Six Weeks And Counting: Mortgage Rates Under 3%

Mortgage rates increased slightly this week but remained under 3 percent for the sixth straight week, Freddie Mac announced Thursday in its Primary Mortgage Market Survey.

The survey found:

The 30-year fixed-rate mortgage averaged 2.93 percent with an average 0.8 point for the week ending September 3, up from last week’s 2.91 percent and down from 3.49 percent at this time last year.

The 15-year fixed-rate mortgage averaged 2.42 percent with an average 0.8 point, down from last week’s 2.46 percent and last year’s 3.00 percent.  

The 5-year Treasury-indexed hybrid adjustable-rate mortgage averaged 2.93 percent with an average 0.2 point, up from last week’s 2.91 percent and last year’s 3.30 percent.

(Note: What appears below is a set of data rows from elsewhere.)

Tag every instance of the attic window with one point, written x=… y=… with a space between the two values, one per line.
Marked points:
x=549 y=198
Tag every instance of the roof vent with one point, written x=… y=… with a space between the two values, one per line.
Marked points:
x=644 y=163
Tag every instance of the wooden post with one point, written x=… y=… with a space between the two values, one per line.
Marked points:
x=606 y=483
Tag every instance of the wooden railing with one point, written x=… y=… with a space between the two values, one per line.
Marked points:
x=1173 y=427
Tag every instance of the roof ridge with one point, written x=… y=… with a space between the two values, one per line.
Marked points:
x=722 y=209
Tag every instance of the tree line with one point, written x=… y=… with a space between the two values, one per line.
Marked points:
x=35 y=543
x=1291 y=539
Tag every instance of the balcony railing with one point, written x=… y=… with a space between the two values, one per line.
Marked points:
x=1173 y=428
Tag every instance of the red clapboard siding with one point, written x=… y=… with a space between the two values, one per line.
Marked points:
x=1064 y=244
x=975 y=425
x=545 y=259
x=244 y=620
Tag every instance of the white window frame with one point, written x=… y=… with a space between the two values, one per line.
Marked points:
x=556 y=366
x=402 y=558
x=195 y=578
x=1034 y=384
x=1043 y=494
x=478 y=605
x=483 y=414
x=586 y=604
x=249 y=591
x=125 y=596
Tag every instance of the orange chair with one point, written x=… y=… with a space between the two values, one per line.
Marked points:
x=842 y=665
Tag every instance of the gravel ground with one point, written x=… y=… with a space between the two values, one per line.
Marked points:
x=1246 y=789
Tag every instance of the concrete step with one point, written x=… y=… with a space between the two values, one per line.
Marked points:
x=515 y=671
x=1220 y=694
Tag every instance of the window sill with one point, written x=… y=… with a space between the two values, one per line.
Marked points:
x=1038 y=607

“Mortgage rates have remained effectively flat or at near record lows for the last month,” said Sam Khater, Freddie Mac’s Chief Economist. “However, there are some interesting compositional shifts as the 10-year Treasury rate has increased modestly over the past month while mortgage spreads have declined. Spreads may decline even further but the rise in Treasury rates will make it difficult for mortgage rates to fall much more over the next few weeks.”